Other economic gauges have strengthened, too. The number of U.S. job openings is near its highest level in 13 years. Layoffs have dwindled. And consumer confidence has reached its highest point in nearly seven years.
Despite the signs of a stronger economy, most economists think the first increase in the Fed's short-term rate won't occur until mid-2015.
The Fed's new statement retained language stating that a range of labor market indicators "suggests there remains significant underutilization of labor resources."
Chair Janet Yellen, who is holding a news conference, has expressed concerns about stagnant wage growth, the large number of part-time workers who can't find full-time jobs and the proportion of the unemployed who have been out of work for more than six months.

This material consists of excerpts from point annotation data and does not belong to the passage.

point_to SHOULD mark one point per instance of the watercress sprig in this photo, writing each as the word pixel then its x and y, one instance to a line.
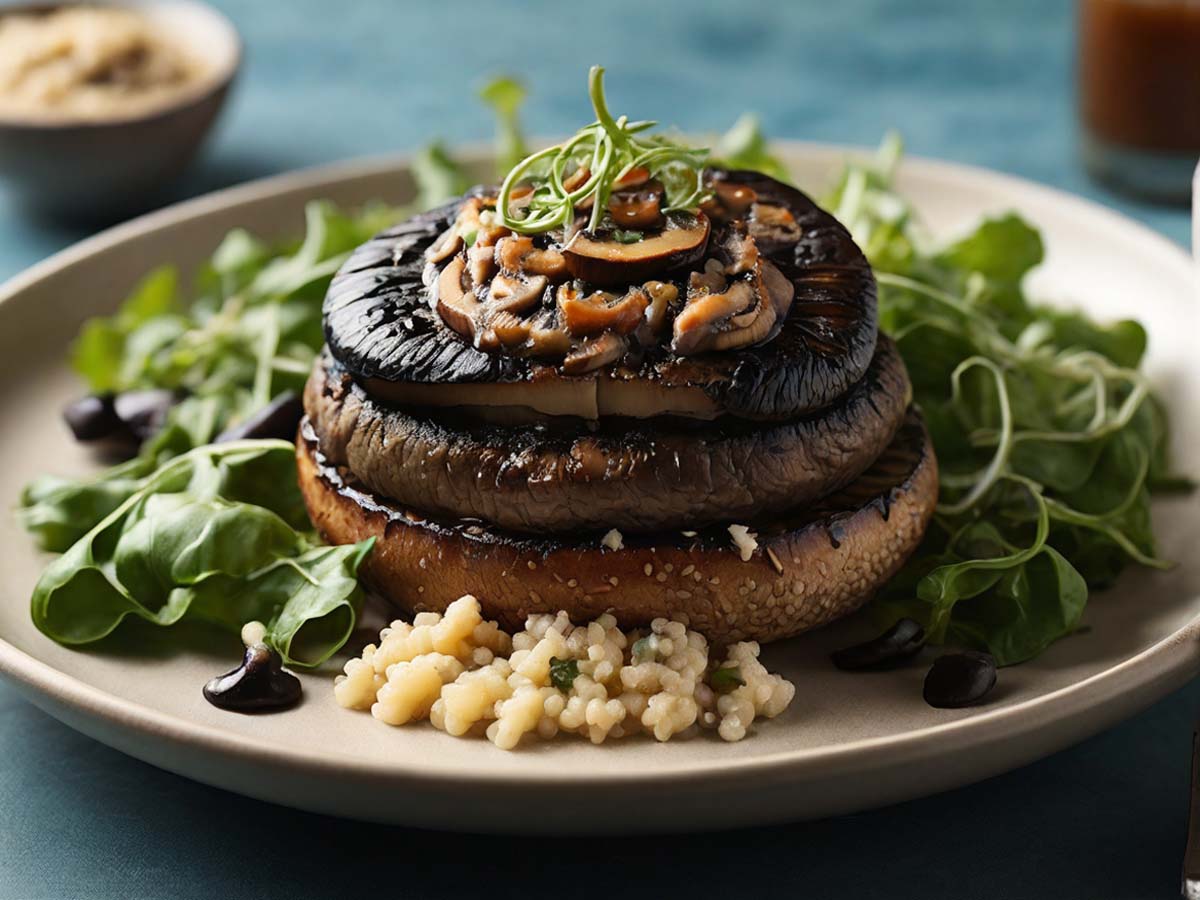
pixel 606 151
pixel 1049 437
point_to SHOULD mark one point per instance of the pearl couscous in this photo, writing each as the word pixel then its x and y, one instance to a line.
pixel 468 677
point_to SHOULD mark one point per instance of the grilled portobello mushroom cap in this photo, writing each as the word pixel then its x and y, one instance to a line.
pixel 634 475
pixel 403 315
pixel 809 567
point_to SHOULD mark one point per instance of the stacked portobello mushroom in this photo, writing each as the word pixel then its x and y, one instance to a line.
pixel 676 412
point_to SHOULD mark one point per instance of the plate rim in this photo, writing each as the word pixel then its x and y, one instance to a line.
pixel 1151 673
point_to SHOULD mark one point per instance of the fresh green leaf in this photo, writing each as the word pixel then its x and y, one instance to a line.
pixel 190 541
pixel 1049 439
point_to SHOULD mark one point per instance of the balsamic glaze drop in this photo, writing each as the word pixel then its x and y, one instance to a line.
pixel 258 685
pixel 895 646
pixel 959 679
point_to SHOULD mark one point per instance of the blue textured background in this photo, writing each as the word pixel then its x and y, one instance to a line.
pixel 987 83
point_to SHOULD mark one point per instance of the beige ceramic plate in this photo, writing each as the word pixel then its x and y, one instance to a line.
pixel 849 742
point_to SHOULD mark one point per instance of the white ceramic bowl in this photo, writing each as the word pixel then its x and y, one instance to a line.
pixel 107 167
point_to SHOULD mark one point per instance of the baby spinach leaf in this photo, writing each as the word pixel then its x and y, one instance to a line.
pixel 1049 438
pixel 187 544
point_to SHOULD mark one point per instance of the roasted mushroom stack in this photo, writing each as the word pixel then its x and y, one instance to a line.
pixel 673 412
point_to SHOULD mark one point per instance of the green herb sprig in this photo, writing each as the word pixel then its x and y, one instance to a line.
pixel 1049 438
pixel 609 150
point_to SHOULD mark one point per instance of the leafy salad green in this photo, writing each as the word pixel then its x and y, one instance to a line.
pixel 1050 441
pixel 1049 438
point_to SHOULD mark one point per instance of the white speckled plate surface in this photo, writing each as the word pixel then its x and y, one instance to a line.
pixel 847 743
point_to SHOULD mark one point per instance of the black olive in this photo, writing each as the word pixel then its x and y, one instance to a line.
pixel 144 412
pixel 258 685
pixel 277 419
pixel 93 418
pixel 899 643
pixel 959 679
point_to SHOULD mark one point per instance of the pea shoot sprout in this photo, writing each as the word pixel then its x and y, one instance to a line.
pixel 604 154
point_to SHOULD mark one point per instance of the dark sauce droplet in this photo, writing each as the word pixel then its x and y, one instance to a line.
pixel 93 418
pixel 258 685
pixel 959 679
pixel 895 646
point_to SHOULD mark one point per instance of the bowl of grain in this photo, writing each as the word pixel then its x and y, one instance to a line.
pixel 103 103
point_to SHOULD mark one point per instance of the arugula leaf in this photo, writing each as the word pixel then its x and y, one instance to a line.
pixel 1048 437
pixel 192 543
pixel 505 95
pixel 250 333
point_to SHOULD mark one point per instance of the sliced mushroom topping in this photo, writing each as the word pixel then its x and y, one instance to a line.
pixel 609 262
pixel 696 325
pixel 546 337
pixel 457 307
pixel 517 253
pixel 661 295
pixel 480 264
pixel 711 281
pixel 773 223
pixel 445 246
pixel 516 293
pixel 509 329
pixel 735 198
pixel 595 353
pixel 639 209
pixel 744 315
pixel 585 316
pixel 779 288
pixel 742 251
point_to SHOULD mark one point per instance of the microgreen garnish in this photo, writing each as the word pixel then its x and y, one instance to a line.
pixel 1049 437
pixel 563 672
pixel 607 150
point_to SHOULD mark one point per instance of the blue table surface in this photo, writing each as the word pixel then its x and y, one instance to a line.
pixel 987 83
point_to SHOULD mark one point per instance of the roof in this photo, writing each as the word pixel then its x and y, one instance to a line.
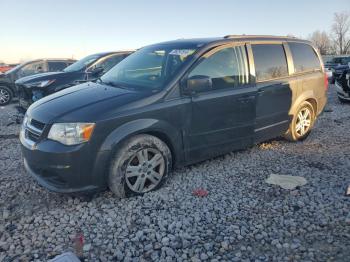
pixel 229 38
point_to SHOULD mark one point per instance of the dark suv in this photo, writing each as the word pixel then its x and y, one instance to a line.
pixel 35 87
pixel 173 104
pixel 7 80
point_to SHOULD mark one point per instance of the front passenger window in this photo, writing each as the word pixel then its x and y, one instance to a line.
pixel 227 68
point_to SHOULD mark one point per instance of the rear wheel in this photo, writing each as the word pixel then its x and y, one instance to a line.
pixel 302 122
pixel 141 165
pixel 5 95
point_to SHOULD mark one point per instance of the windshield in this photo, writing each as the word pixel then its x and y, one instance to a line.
pixel 341 60
pixel 14 69
pixel 150 67
pixel 82 63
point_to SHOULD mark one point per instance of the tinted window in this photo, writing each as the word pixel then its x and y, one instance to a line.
pixel 57 66
pixel 304 57
pixel 226 68
pixel 270 61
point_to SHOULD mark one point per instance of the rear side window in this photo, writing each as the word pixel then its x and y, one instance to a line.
pixel 57 66
pixel 304 57
pixel 227 68
pixel 270 61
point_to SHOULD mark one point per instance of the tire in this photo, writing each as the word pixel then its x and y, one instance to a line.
pixel 342 100
pixel 141 165
pixel 6 95
pixel 298 132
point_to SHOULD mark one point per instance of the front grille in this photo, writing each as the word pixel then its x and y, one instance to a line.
pixel 34 130
pixel 37 124
pixel 32 136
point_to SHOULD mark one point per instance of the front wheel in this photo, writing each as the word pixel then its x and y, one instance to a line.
pixel 302 122
pixel 5 95
pixel 141 165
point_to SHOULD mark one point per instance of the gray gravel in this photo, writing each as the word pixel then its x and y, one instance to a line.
pixel 242 218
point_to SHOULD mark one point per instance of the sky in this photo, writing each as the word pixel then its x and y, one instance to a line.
pixel 31 29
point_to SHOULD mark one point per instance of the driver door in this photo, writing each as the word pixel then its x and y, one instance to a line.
pixel 223 118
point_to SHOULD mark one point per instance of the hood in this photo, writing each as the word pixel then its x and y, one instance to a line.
pixel 85 102
pixel 42 77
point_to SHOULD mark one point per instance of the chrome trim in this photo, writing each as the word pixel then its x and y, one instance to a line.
pixel 34 129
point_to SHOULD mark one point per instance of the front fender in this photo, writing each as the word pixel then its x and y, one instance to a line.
pixel 162 129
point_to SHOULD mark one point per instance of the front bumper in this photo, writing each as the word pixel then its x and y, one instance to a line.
pixel 65 169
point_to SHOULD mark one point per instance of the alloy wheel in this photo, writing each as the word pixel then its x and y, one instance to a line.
pixel 303 121
pixel 145 170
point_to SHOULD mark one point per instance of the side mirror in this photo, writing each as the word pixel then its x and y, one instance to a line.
pixel 199 83
pixel 96 71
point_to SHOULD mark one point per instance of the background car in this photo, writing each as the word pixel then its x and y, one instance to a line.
pixel 338 71
pixel 337 65
pixel 342 85
pixel 7 80
pixel 90 68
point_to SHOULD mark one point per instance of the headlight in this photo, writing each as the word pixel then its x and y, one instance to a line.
pixel 71 133
pixel 41 84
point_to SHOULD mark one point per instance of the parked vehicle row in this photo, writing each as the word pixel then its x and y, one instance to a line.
pixel 337 66
pixel 7 80
pixel 35 87
pixel 172 104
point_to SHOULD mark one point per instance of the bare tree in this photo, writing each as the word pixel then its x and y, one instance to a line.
pixel 322 41
pixel 341 32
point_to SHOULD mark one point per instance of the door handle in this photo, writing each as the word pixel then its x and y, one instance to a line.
pixel 246 99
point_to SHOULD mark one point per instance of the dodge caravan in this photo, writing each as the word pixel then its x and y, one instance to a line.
pixel 173 104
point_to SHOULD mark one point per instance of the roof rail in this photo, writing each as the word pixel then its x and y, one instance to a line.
pixel 257 36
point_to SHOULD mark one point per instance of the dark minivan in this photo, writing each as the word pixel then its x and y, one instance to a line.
pixel 7 80
pixel 173 104
pixel 33 88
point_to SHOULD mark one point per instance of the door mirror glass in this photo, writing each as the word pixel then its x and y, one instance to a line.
pixel 199 83
pixel 96 71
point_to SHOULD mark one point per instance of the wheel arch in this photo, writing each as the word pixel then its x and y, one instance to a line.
pixel 307 96
pixel 161 129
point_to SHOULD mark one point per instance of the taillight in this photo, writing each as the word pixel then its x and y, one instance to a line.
pixel 326 81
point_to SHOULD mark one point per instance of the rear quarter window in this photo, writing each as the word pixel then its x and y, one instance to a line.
pixel 304 57
pixel 270 61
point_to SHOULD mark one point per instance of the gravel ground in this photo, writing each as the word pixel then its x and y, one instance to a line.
pixel 242 219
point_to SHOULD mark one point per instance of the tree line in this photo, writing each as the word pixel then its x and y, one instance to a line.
pixel 337 40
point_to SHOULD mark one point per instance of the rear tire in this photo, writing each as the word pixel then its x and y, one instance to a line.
pixel 141 165
pixel 302 123
pixel 6 95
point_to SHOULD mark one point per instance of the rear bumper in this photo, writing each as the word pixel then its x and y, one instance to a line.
pixel 341 93
pixel 65 169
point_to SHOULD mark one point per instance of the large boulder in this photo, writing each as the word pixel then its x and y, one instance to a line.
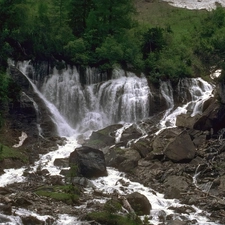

The statement made only minor changes from a previous statement in the assessment of the economy. It was approved on an 8-2 vote. The dissents came from Charles Plosser, president of the Fed's Philadelphia regional bank, who had dissented at the last meeting, and Richard Fisher, president of the Dallas regional Fed bank.
Both men are viewed as "hawks" Fed officials who are concerned about the threat of future inflation and believe the Fed should be moving more quickly to raise rates.
Before the policy announcement Wednesday afternoon, the Fed had received good news on inflation with a report that consumer prices fell by a seasonally adjusted 0.2 percent in August, the first monthly drop in prices in 16 months.
Over the past several years, the Fed's ultra-low rates have helped the economy, cheered the stock market and shrunk mortgage rates. A rate increase could threaten to reverse those trends.
In August, U.S. employers added just 142,000 jobs, well below the 212,000 average of the previous 12 months. The slowdown was seen as likely temporary. But some analysts said it underscored that the economic outlook might remain too hazy for the Fed to signal an earlier-than-expected rate hike.